Cosa fare in Marocco
Marrakech – La città più iconica, con la vivace piazza Jemaa el-Fna, i souk colorati, il Palazzo Bahia, i giardini Majorelle e le atmosfere uniche della medina. La sera, la piazza si trasforma in un teatro a cielo aperto con artisti di strada e bancarelle gastronomiche.
Fès – Cuore spirituale e culturale del Marocco, ospita la medina medievale di Fès el-Bali (Patrimonio UNESCO), la celebre università Al Quaraouiyine e le tradizionali concerie.
Chefchaouen – La “città blu” del Rif, famosa per le sue stradine dipinte di azzurro e il suo fascino autentico, ideale per passeggiate rilassanti e fotografie indimenticabili.

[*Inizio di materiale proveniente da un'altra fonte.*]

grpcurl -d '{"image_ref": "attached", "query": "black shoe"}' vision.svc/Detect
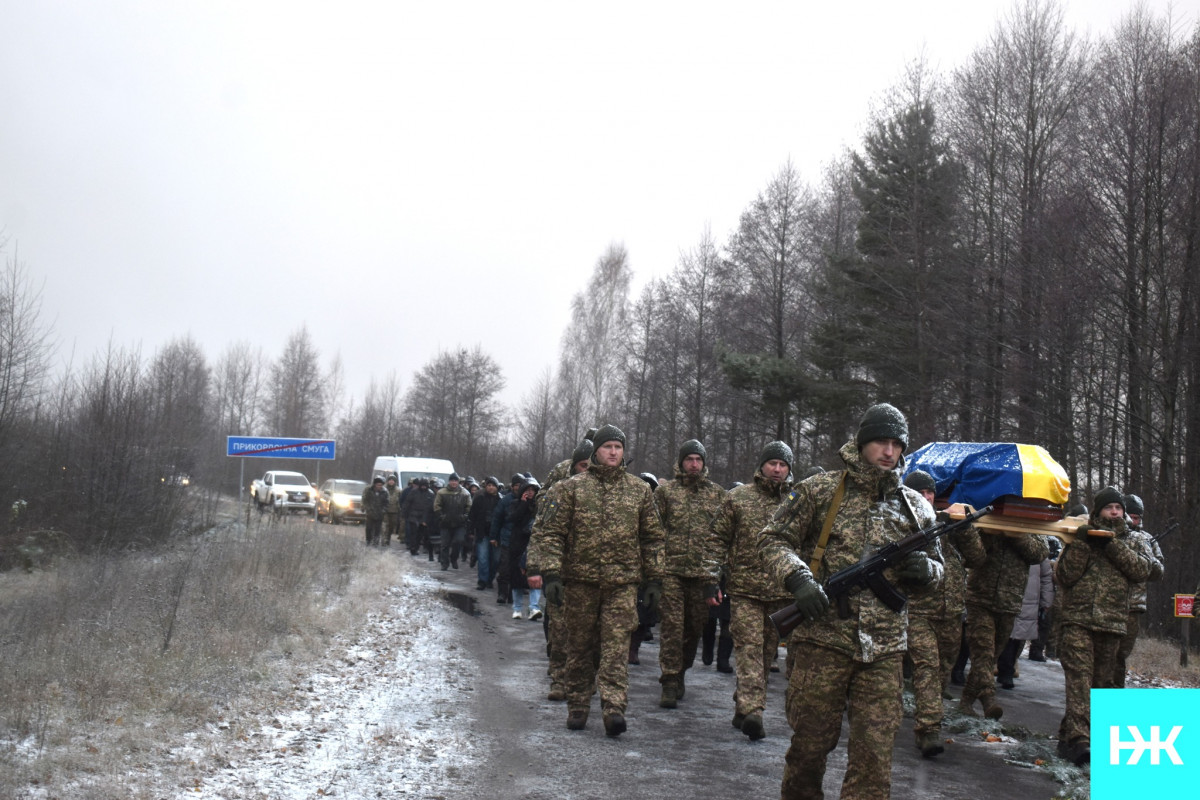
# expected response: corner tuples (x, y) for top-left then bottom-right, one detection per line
(604, 711), (625, 736)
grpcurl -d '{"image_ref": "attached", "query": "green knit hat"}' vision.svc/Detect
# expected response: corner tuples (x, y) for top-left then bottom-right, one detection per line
(758, 440), (794, 470)
(1092, 486), (1126, 517)
(676, 439), (708, 467)
(854, 403), (908, 450)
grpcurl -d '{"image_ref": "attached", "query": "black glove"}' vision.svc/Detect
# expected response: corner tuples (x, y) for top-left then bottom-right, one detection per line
(784, 572), (829, 620)
(896, 551), (934, 584)
(642, 581), (662, 614)
(541, 572), (566, 606)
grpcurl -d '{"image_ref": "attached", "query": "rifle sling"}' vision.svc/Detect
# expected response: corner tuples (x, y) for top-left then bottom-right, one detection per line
(809, 470), (846, 578)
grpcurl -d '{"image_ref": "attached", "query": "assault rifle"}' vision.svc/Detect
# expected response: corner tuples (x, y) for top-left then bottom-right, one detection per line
(770, 506), (992, 639)
(1154, 522), (1180, 542)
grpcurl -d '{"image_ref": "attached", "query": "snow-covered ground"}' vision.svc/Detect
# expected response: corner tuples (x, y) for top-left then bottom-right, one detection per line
(172, 571), (479, 799)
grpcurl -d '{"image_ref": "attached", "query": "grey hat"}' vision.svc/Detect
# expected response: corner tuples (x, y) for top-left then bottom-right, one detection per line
(592, 425), (625, 450)
(676, 439), (708, 467)
(904, 469), (937, 494)
(758, 440), (794, 470)
(1092, 486), (1126, 517)
(571, 439), (595, 467)
(854, 403), (908, 450)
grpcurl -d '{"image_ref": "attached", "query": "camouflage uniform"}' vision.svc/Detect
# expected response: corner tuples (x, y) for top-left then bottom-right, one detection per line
(383, 483), (401, 547)
(1055, 513), (1152, 744)
(654, 467), (726, 688)
(526, 470), (585, 700)
(908, 536), (967, 738)
(533, 463), (664, 714)
(955, 528), (1050, 717)
(1112, 527), (1163, 688)
(708, 468), (792, 717)
(758, 440), (943, 800)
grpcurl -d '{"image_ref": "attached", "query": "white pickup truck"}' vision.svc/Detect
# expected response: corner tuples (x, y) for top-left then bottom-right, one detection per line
(250, 469), (317, 513)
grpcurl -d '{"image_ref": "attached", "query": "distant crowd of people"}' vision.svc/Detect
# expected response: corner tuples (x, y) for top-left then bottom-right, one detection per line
(368, 403), (1163, 799)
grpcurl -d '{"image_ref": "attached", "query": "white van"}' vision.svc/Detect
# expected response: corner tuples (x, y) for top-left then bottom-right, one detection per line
(371, 456), (454, 488)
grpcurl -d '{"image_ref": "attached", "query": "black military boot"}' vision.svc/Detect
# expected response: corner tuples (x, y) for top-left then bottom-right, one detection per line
(716, 636), (733, 673)
(700, 618), (716, 667)
(604, 711), (625, 736)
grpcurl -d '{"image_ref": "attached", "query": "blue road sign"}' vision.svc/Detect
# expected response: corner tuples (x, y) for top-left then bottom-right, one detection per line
(226, 437), (337, 461)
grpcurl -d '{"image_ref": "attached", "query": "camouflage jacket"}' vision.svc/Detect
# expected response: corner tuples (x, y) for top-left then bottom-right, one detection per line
(1055, 517), (1151, 634)
(908, 536), (967, 620)
(538, 458), (575, 510)
(433, 486), (470, 528)
(654, 467), (728, 583)
(950, 528), (1050, 614)
(1129, 528), (1163, 612)
(362, 486), (388, 519)
(530, 464), (664, 584)
(706, 469), (791, 601)
(758, 440), (943, 663)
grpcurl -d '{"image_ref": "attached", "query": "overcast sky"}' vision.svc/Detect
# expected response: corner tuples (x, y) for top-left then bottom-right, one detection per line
(0, 0), (1195, 424)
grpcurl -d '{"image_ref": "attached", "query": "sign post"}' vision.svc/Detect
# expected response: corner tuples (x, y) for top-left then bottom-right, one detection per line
(1175, 595), (1196, 667)
(226, 437), (337, 503)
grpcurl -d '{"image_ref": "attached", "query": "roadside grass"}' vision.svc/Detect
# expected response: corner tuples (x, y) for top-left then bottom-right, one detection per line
(0, 515), (396, 799)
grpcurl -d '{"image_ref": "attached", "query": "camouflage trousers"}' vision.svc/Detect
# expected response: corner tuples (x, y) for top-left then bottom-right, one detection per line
(730, 595), (792, 715)
(659, 575), (712, 685)
(546, 603), (566, 688)
(1058, 622), (1122, 744)
(1112, 612), (1144, 688)
(962, 603), (1016, 709)
(908, 613), (962, 735)
(780, 642), (904, 800)
(563, 581), (637, 714)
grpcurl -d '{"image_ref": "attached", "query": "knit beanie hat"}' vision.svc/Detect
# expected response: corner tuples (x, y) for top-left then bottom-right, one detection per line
(758, 440), (793, 470)
(571, 439), (595, 467)
(854, 403), (908, 450)
(1092, 486), (1126, 517)
(676, 439), (708, 467)
(592, 425), (625, 450)
(904, 469), (937, 494)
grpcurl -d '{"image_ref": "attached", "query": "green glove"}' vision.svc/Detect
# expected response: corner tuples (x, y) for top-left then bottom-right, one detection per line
(784, 572), (829, 619)
(896, 551), (934, 584)
(541, 572), (566, 606)
(642, 581), (662, 614)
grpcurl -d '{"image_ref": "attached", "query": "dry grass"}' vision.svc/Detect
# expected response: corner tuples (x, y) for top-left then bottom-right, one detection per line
(0, 510), (395, 799)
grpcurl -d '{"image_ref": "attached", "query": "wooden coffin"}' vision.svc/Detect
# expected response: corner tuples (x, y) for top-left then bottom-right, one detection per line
(946, 503), (1112, 542)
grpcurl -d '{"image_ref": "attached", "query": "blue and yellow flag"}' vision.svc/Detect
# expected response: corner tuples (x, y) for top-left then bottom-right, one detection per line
(905, 441), (1070, 509)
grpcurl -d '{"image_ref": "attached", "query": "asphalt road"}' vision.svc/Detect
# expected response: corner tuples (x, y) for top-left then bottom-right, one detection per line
(412, 553), (1087, 800)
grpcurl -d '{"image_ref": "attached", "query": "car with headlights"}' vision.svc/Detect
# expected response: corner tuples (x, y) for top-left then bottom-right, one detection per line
(313, 477), (367, 525)
(250, 469), (317, 513)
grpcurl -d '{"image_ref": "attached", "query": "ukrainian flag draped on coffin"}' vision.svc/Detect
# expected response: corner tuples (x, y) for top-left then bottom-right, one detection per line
(905, 441), (1070, 509)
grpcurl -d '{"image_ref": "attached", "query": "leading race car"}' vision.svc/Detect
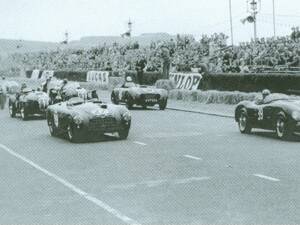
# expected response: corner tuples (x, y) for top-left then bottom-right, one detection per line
(111, 82), (168, 110)
(235, 93), (300, 139)
(47, 97), (131, 142)
(8, 88), (50, 120)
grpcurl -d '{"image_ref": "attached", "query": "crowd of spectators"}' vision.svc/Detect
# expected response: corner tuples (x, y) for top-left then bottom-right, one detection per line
(4, 28), (300, 73)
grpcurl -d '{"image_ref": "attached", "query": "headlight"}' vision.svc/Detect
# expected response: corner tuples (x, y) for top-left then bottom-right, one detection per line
(73, 115), (83, 125)
(292, 111), (300, 121)
(122, 112), (131, 121)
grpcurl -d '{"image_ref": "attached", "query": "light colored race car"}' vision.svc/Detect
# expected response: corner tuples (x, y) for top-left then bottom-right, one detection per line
(111, 82), (168, 110)
(235, 93), (300, 139)
(8, 88), (50, 120)
(47, 97), (131, 142)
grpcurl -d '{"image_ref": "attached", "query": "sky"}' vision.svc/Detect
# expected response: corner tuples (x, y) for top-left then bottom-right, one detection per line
(0, 0), (300, 43)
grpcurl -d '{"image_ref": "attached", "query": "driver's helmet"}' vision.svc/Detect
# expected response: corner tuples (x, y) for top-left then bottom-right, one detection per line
(261, 89), (271, 98)
(126, 76), (132, 82)
(21, 83), (27, 90)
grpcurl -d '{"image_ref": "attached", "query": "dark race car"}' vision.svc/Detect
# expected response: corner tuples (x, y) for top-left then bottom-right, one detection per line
(111, 83), (168, 110)
(47, 97), (131, 142)
(8, 88), (49, 120)
(235, 94), (300, 139)
(48, 79), (88, 105)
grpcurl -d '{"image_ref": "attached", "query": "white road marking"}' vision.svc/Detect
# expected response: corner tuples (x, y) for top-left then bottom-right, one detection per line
(107, 177), (211, 190)
(173, 177), (210, 184)
(133, 141), (147, 146)
(145, 180), (168, 187)
(143, 131), (203, 138)
(0, 144), (139, 225)
(253, 174), (280, 182)
(184, 155), (203, 160)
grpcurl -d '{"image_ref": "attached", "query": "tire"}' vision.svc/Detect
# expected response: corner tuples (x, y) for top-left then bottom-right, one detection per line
(125, 95), (133, 109)
(8, 101), (16, 118)
(20, 104), (28, 120)
(48, 116), (58, 137)
(275, 115), (293, 140)
(111, 92), (119, 105)
(119, 127), (129, 140)
(67, 123), (82, 143)
(238, 109), (252, 134)
(159, 99), (168, 110)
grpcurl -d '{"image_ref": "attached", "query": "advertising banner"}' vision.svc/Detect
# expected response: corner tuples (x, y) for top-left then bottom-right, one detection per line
(86, 71), (109, 84)
(169, 73), (202, 90)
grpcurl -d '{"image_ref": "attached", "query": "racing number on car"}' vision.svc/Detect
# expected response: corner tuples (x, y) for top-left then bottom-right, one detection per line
(119, 90), (123, 100)
(258, 107), (264, 120)
(53, 113), (58, 127)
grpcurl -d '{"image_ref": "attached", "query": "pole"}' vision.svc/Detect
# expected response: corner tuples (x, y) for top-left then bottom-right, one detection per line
(229, 0), (233, 46)
(253, 12), (257, 40)
(250, 0), (258, 40)
(273, 0), (276, 38)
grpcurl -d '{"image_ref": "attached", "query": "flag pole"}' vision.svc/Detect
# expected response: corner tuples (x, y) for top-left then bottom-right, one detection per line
(229, 0), (233, 46)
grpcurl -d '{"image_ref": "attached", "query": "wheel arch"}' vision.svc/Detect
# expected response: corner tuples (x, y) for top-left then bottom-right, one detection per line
(234, 105), (248, 121)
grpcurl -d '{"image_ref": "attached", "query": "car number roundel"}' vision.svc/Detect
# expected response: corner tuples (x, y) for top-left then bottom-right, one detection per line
(258, 107), (264, 120)
(53, 113), (58, 127)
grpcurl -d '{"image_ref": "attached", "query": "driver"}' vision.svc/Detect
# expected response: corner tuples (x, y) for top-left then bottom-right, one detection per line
(124, 76), (135, 88)
(258, 89), (271, 104)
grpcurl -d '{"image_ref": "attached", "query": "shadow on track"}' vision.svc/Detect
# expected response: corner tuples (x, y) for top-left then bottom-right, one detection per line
(251, 131), (300, 142)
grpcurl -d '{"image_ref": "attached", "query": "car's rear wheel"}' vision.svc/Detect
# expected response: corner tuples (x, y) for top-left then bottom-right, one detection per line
(20, 105), (28, 120)
(238, 110), (252, 134)
(125, 95), (133, 109)
(8, 101), (16, 118)
(159, 99), (168, 110)
(67, 123), (82, 143)
(275, 115), (293, 140)
(48, 116), (58, 137)
(111, 92), (119, 105)
(119, 126), (129, 140)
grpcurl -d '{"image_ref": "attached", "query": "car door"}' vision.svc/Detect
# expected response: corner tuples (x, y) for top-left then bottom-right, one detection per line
(253, 103), (273, 129)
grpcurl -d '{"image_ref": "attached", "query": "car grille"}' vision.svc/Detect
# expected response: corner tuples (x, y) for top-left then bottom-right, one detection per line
(141, 94), (160, 102)
(89, 116), (118, 132)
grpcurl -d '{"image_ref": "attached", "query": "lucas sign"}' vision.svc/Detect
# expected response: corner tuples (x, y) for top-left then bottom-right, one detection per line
(86, 71), (109, 84)
(169, 73), (202, 90)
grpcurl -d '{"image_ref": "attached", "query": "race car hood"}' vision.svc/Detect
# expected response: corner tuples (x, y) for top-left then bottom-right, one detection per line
(272, 99), (300, 111)
(130, 86), (168, 97)
(24, 91), (49, 101)
(72, 102), (121, 119)
(49, 98), (129, 122)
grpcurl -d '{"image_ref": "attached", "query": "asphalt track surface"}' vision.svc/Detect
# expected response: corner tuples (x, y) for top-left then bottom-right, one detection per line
(0, 103), (300, 224)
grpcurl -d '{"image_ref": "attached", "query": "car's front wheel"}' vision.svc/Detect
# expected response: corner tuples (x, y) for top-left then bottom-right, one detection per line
(20, 105), (28, 120)
(67, 123), (82, 143)
(8, 101), (16, 118)
(125, 95), (133, 109)
(119, 127), (129, 140)
(275, 115), (293, 140)
(111, 92), (119, 105)
(238, 110), (252, 134)
(159, 99), (168, 110)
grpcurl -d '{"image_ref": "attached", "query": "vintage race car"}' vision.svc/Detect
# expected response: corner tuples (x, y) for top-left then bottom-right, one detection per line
(111, 83), (168, 110)
(47, 97), (131, 142)
(235, 93), (300, 139)
(8, 88), (50, 120)
(48, 79), (88, 105)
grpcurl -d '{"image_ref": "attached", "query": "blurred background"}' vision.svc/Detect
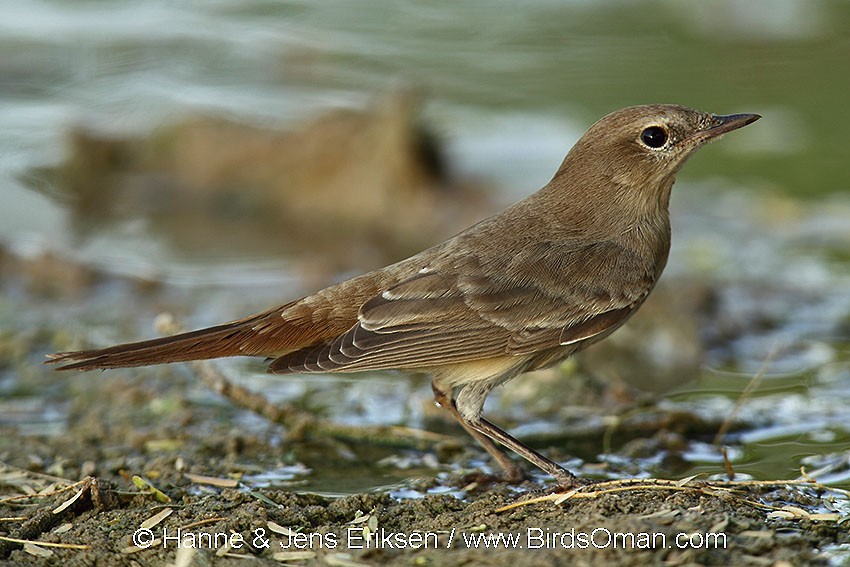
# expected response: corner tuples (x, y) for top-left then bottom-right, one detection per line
(0, 0), (850, 483)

Deserto del Sahara – Da Merzouga o Zagora partono escursioni in dromedario verso le dune di Erg Chebbi o Erg Chigaga. Si può dormire in campi tendati berberi sotto il cielo stellato del deserto.
Atlas e villaggi berberi – Le montagne dell’Alto Atlante offrono trekking, villaggi tradizionali e paesaggi che cambiano dalle gole del Todra alle verdi valli come Ourika e Dades.
Città costiere – Essaouira, con le sue mura sul mare e l’atmosfera rilassata, e Agadir, famosa per le sue spiagge, sono ideali per combinare relax e cultura.
Rabat e Casablanca – Rabat, capitale del Marocco, unisce modernità e storia con la Kasbah degli Oudaïa e il Mausoleo di Mohammed V. Casablanca, la città più cosmopolita, è celebre per la Moschea Hassan II e l’architettura Art Deco.
Note culturali, storiche e naturalistiche
Il Marocco è una monarchia costituzionale con una storia che abbraccia millenni, dalle dinastie berbere ai sultani arabi fino alle influenze francesi e spagnole del periodo coloniale.
La cultura marocchina si distingue per l’artigianato (ceramiche, tappeti, lampade), la gastronomia (tajine, couscous, tè alla menta), la musica e i festival tradizionali. La popolazione è nota per la sua calorosa ospitalità, soprattutto nei riad e nei mercati.
Naturalmente, il Paese offre una straordinaria varietà di paesaggi: deserti, montagne innevate (d’inverno sull’Atlante), oasi verdeggianti, gole e canyon, fino alle coste sabbiose dell’Atlantico e del Mediterraneo.